Men's Soccer

Julian Buescher carries 8-game point streak into Albany game

Logan Reidsma | Photo Editor

Julian Buescher is capitalizing on his refined role this season in Syracuse's offense. He leads the team with 33 shots, five assists and four goals.

Syracuse head coach Ian McIntyre is reluctant to call Julian Buescher the most consistent player on the team.

“Julian has been very, very good,” McIntyre said. “Most consistent? We’re looking for goals and assists from him and I think he’s scored in a couple of big games for us.”

But Buescher has personified the word as well as anyone for SU — he’s scored or assisted in each of the last eight games.

After not scoring his freshman year, the midfielder has taken on a larger role in the offense for his sophomore season. He leads the team with 33 shots, 13 points, five assists and four goals.  He’ll try to keep his point streak alive when the Orange (7-2-1, 2-1-1 Atlantic Coast) faces Albany (5-4-1, 0-1 America East) at 7 p.m. on Tuesday at SU Soccer Stadium.

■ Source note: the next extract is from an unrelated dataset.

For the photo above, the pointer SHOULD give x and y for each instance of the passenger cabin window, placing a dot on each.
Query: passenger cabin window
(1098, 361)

Buescher played for 1,563 minutes in 20 starts last year and tallied just five assists while not converting on a single scoring chance. It wasn’t for a lack of aggressiveness, as he shot just one and two fewer times than midfielder Nick Perea and forward Chris Nanco, respectively, both who scored five goals.



“The fact that he didn’t score at all last year was a shock to everyone, pretty much,” midfielder Oyvind Alseth said. “… He didn’t hear the end of it.”

The first two games of this season looked like more of the same from last. Buescher had seven shots — fewer than only Nanco — and nothing to show for it on the score sheet.

But with almost 70 percent of the team’s scoring gone from last year, SU needed players to step up. The team talked about how, with Perea gone, it needed points from the midfield, Juuso Pasanen said.

And Buescher finally emerged, beginning his point streak which most recently included a two-goal performance in a win over Duke on Friday.

In 10 games, he already has nearly triple the amount of points, the same amount of assists and almost the same number of shots that he had during his freshman campaign.

“His responsibility now is to also be a little bit more of a game-changer for us,” McIntyre said. “He’s risen to that challenge and he’s embraced that.”

At times this season, Buescher has moved from his attacking midfield position into more of a forward role next to Ben Polk.

He doesn’t have the speed that the team’s other forwards have, Alseth said, but Buescher excels “checking in, receiving the ball (and) facing the wrong way.” He allows the Orange offense to be more creative with Nanco making runs from the midfield.

“It just makes us more unpredictable because we have more opportunities up front,” Alseth said.

Against then-No. 23 Louisville on Sept. 11, Buescher positioned his back to the net at the top of the penalty area. He boxed out his defender and angled a pass from Alseth neatly into the box for Alseth to score on.

In his goal against Pittsburgh on Sept. 25, Buescher was the farthest man down field and buried a right-footed shot from about 18 yards away with defenders in front of him.

“I can go a little bit more forward so I get more opportunities to be closer to the goal and actually get chances to score,” Buescher said.

When Buescher plays forward, it helps SU defensively because he naturally drops back, he said, so the Orange gets an added midfielder.

Buescher has shed the inability to score that plagued him freshman year and is flourishing at a time when Syracuse needs him offensively. McIntyre helped Buescher increase his production by pushing him into a more attacking role.

The success of the Orange going forward will rely, at least in part, on whether or not Buescher can keep up the consistency that he has shown, McIntyre said.

“In order for us to fulfill our potential, we need goals and assists from him,” McIntyre said. “He welcomes that and he’s been very good.”